The Roman world was full of gods. There was a god or goddess for every event and occasion, and if you couldn’t find anything at home, then divinities from abroad were more than welcome in the Roman pantheon. The polytheistic religious attitude of the ancient world incorporated the likes of Isis and Osiris from Egypt, and Mithridates from the Orient. If you still couldn’t find the god you needed publically, then the household gods, or lares, were personal deities found and worshipped in small shrines in every Roman home. There was no state religion, because the state was religion. The Emperor himself encouraged worship of the imperial ancestors, and imperial cults sprung up across the empire venerating past and present Roman Emperors.
So when Paul moves to speak of this Unknown God, he makes a radical call.
“Being then God’s offspring, we ought not to think that the divine being is like gold or silver or stone, an image formed by the art and imagination of man.
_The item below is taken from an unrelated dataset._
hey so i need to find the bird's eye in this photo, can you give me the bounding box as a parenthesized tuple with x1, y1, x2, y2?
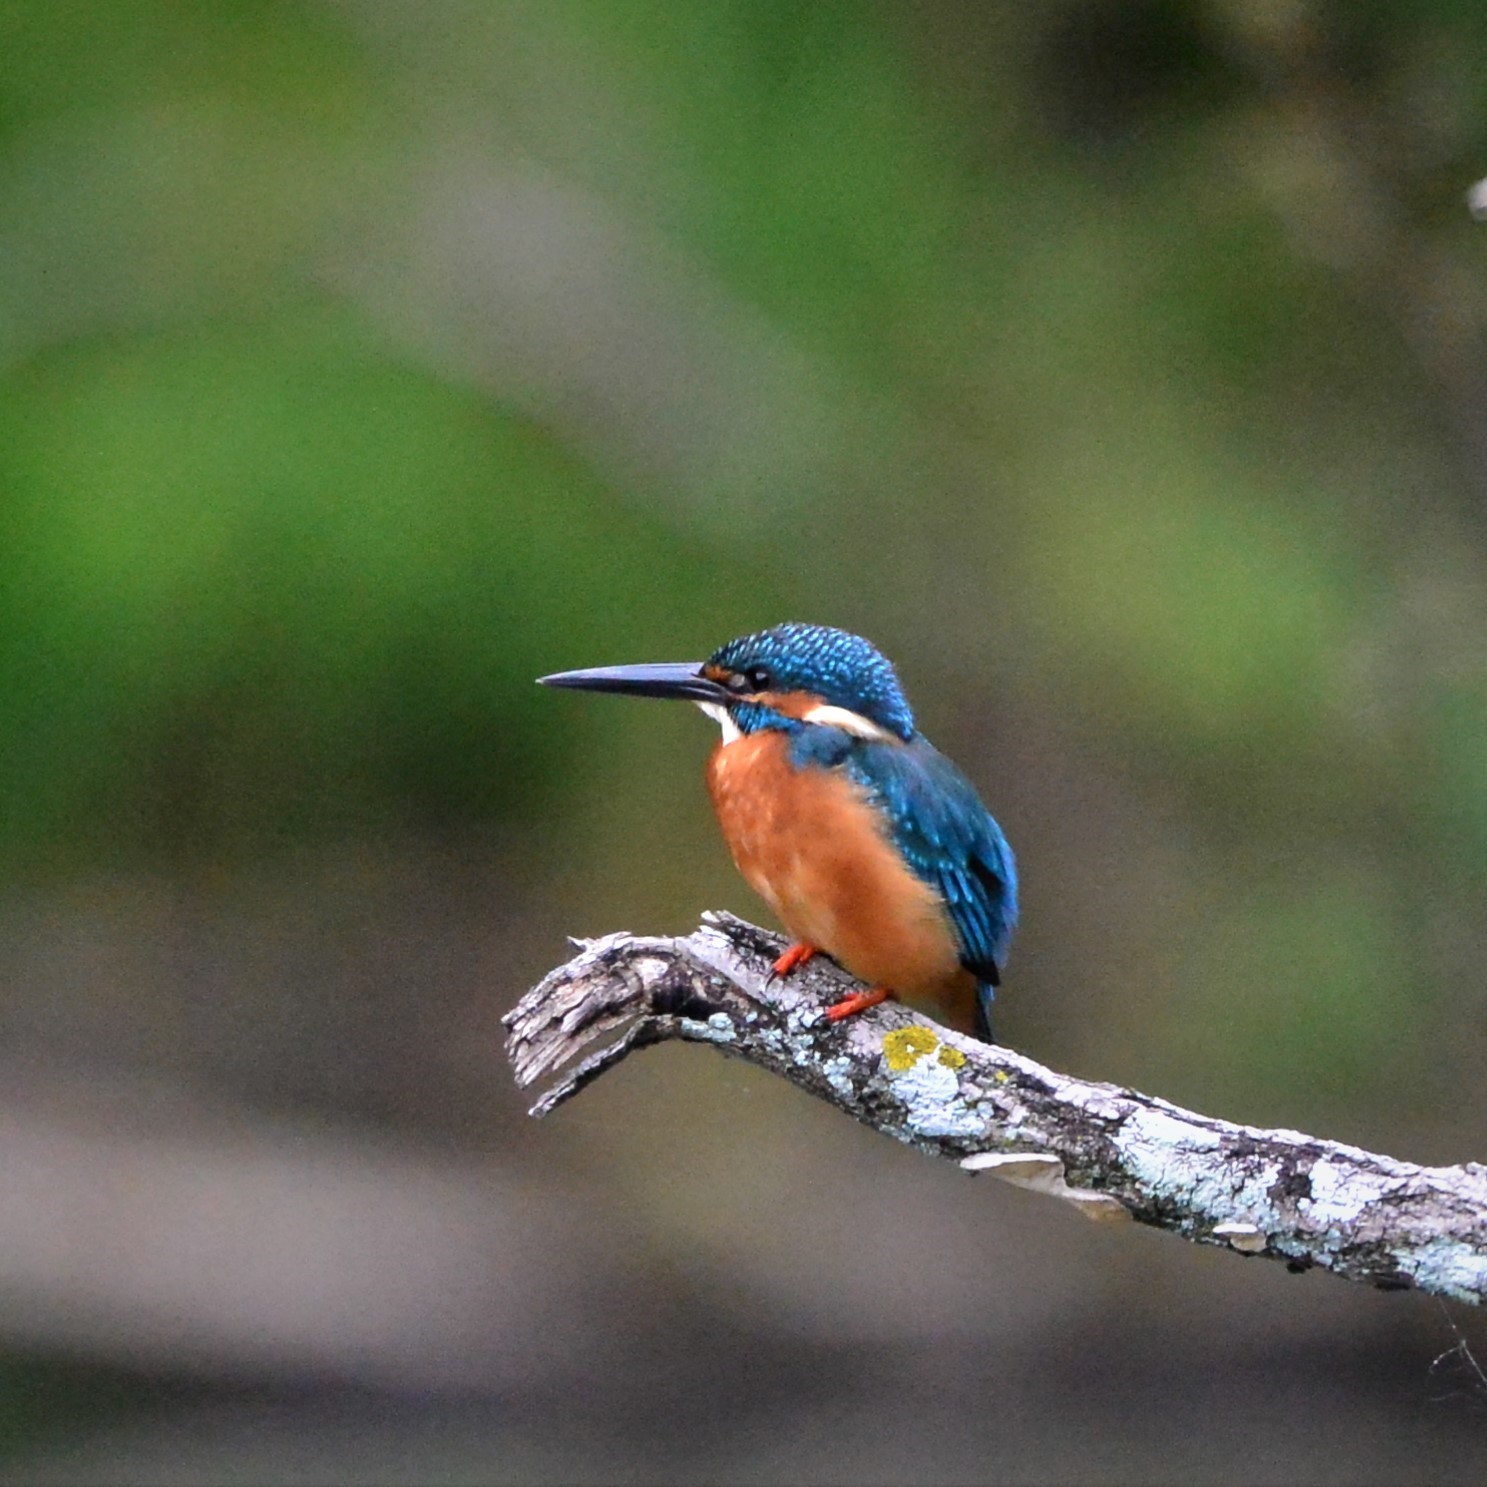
(724, 665, 772, 694)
The times of ignorance God overlooked, but now he commands all people everywhere to repent, because he has fixed a day on which he will judge the world in righteousness by a man whom he has appointed; and of this he has given assurance to all by raising him from the dead.”
Acts 17: 29-31 (NIV).
Paul calls his Athenian audience to repent. Because his True God is not some metal or stone image carved by their sculptors. Nor is he content with ignorance and half-hearted service. Paul’s Christian God does not want you only to heed him on odd days of the week, or at times when you need a hand in a crisis. Paul’s Christian God wants repentance from ignorance, and lives given over to Him before His final judgement comes. This message itself is even more countercultural. The gods were certainly seen as powerful and mighty beings. But they were by no means sovereign. The current gods of Rome and Greece were believed to be ruling (under Jupiter, the King of the gods) merely because they overthrew a divine race of Titans and stole their power and authority. There is no sense in which their rule is eternally assured, certainly no sense in which their sovereignty is so total as to one day call the men of the world to a final judgement. Such teaching contradicts everything the ancients believed. Even their notions of judgement at death were profoundly different: with most believing that all the deceased passed on to a shadelike existence in the underworld, where a mere few enjoyed the semi-passable eternal existence of the Isles of the Blessed.
No, Paul and the faithful of the Early Church taught one God supreme in authority, sovereignty and judgement. And when Paul made known the unknown God, he was asking his pagan audience to turn from their false gods and humble themselves before the one true God. The one God who could satisfy them, the one God who could save them.
Paul was not preaching just another god to fit into their crowded marketplace. He was preaching the one true God, the one true saviour and the one true judge.